With respect to the role of anticoagulants in the processes of mineralization and vascular calcification, the mechanisms linked to the inhibition of vitamin K by VKAs are well known [26]. In osteoblastic cell cultures, warfarin was confirmed to inhibit the differentiation process through the reduction of alkaline phosphatase (ALP), Collagen 1A1 (COL1A1), Osteocalcin, Osterix, genes expression, and the interruption of RUNX2 transcriptional activity [27]. VKAs treatment could therefore result in an increased risk of osteoporosis, vascular calcification, and blockage of vessels renewal [28]. Comparing the effects of thrombus prophylaxis with various anticoagulant drugs, enoxaparin and warfarin tend to inhibit gene expression of osteogenic differentiation markers, whereas the FXa inhibitor rivaroxaban, by acting on IGF2, promotes osteoblastic survival. Our data confirm the effects of rivaroxaban in promoting osteogenic commitment. Analyzing RUNX2 and SPARC expression in circulating progenitors, a statistically significant increase was observed at the end of the study. Therefore, even if additional studies are needed, our data suggest an influence of DOACs in regulating bone forming processes; this aspect could suggest a further distinction from VKAs. After three months of treatment with DOACs, a significant increase in CTX was observed in patients, although within the normal range. Therefore, we suppose that DOACs promote bone resorption as well. Bone formation and resorption are coupled processes. Further studies should investigate skeletal system-related molecular pathways affected by DOACs.

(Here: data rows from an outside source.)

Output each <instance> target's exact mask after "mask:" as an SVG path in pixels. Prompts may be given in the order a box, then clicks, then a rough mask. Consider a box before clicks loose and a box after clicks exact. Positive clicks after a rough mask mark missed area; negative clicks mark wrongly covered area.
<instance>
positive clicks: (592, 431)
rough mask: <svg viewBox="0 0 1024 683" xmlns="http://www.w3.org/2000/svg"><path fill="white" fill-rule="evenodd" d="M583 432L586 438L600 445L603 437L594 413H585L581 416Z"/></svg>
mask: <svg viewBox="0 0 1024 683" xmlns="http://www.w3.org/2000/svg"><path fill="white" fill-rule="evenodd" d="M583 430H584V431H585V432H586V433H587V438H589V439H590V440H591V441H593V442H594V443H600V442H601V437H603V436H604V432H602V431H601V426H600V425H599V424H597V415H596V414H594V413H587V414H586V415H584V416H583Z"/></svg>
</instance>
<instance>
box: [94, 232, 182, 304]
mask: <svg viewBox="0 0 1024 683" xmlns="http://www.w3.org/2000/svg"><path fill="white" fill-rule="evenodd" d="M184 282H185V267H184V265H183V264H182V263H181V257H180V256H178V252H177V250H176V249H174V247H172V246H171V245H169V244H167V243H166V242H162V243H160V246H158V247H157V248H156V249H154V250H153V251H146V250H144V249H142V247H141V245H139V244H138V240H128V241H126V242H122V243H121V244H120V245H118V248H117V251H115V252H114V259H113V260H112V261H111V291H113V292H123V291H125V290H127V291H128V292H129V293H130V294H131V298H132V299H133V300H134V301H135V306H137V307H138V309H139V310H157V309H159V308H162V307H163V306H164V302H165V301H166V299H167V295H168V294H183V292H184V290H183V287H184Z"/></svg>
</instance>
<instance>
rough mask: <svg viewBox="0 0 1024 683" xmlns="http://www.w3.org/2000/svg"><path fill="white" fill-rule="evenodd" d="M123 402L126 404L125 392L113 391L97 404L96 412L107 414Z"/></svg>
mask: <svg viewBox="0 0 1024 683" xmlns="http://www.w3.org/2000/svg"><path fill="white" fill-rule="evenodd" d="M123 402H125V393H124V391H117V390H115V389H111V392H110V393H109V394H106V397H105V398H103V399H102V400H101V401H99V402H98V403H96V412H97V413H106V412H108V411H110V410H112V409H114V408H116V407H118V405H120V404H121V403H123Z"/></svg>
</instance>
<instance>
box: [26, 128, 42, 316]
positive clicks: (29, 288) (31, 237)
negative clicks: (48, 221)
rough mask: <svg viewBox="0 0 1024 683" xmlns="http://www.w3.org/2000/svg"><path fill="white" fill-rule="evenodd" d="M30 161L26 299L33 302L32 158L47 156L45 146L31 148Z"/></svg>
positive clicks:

Our data regarding increased RUNX2 gene expression were confirmed in co-cultures of MSCs and HUVECs treated in the presence of sera collected from patients after DOAC treatment. However, despite an increased expression of RUNX2, the expression of genes such as SPARC, SPP1, and ALP, which are related to osteogenic maturation, did not change.

The increased expression of RUNX2 uncoupled from a subsequent upregulation of the osteogenic maturation markers suggests that MSCs co-cultured with HUVECs are halted in an undifferentiated state by DOACs. This is an important finding since it suggests how the calcification process may be avoided when MSCs are tightly in contact with endothelial cells.

5. Conclusions

Our results suggest a possible influence of direct oral anticoagulant therapy not only on the coagulation system but also on bone metabolism and the endothelial and restorative functions of the vessel wall. The latter is of particular interest, as DOAC-treated pathological conditions include endothelial dysfunction, alteration of the hemostatic balance, and hypercoagulability. Further studies on a larger patient sample for a longer observational period might confirm the specific properties of DOACs, suggesting new perspectives for their targeted use.